Le Sénat a adopté en première lecture, le 11 mars 2015, la proposition de loi de Michelle Meunier, sénatrice (PS) de Loire-Atlantique, et Muguette Dini, sénatrice (UDI) du Rhône, relative à la protection de l'enfant (pour le contenu du texte, voir notre article ci-contre du 25 septembre 2014). Ce texte avait auparavant été examiné - et amendé - par la commission des affaires sociales du Sénat (voir notre article ci-contre du 5 décembre 2014). Il s'inspire très directement des conclusions du rapport d'information "Protection de l'enfance : améliorer le dispositif dans l'intérêt de l'enfant", présenté par les deux sénatrices en juin dernier (voir notre article ci-contre du 25 juin 2014).

Pas de "Conseil national de la protection de l'enfance"
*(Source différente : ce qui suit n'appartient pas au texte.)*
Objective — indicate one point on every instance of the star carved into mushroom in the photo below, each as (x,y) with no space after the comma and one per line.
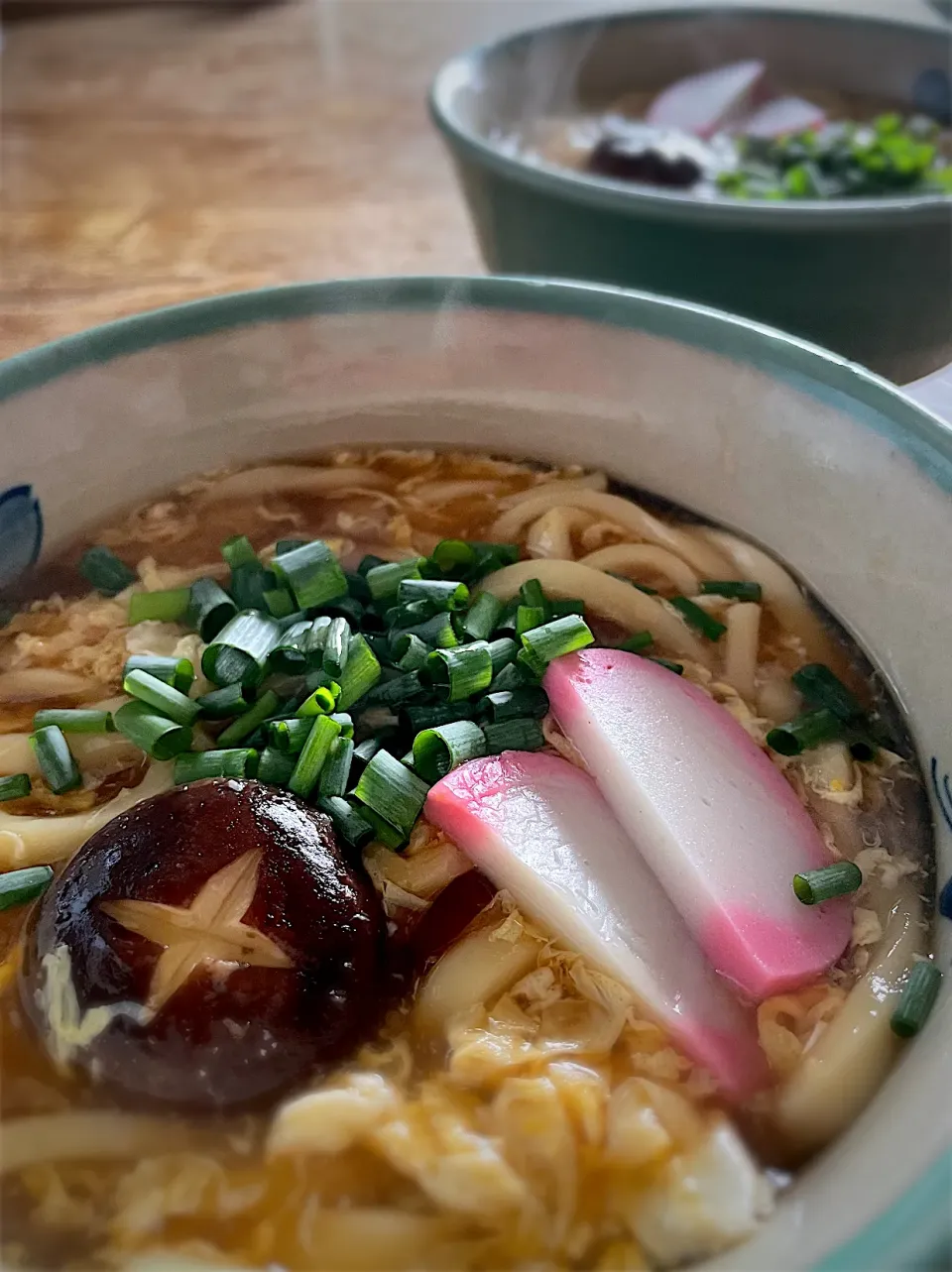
(207,934)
La discussion en séance publique aurait dû intervenir dès le 11 décembre, mais l'encombrement du calendrier parlementaire a conduit à interrompre la séance avant la fin de la discussion générale. L'examen du texte a repris le 28 janvier, avant de s'interrompre à nouveau pour s'achever finalement le 11 mars avec une adoption à l'unanimité...
Au fil de ces séances, le Sénat a adopté plusieurs amendements importants. Il a ainsi supprimé l'article 1er, qui instaurait un Conseil national de la protection de l'enfance. L'exposé des motifs précise en effet "qu'il est illusoire d'imaginer qu'une nouvelle instance nationale va permettre de piloter un dispositif de protection de l'enfance entièrement décentralisé et de la compétence des départements depuis 1983".
Sur amendement du gouvernement, les sénateurs ont également introduit un article supplémentaire (avant l'article 5), qui ajoute dans les missions de l'aide sociale à l'enfance (ASE) celle de "veiller à la stabilité du parcours de l'enfant confié et à l'adaptation de son statut sur le long terme". Un amendement de principe, dont les conséquences pratiques n'apparaissent toutefois pas très évidentes.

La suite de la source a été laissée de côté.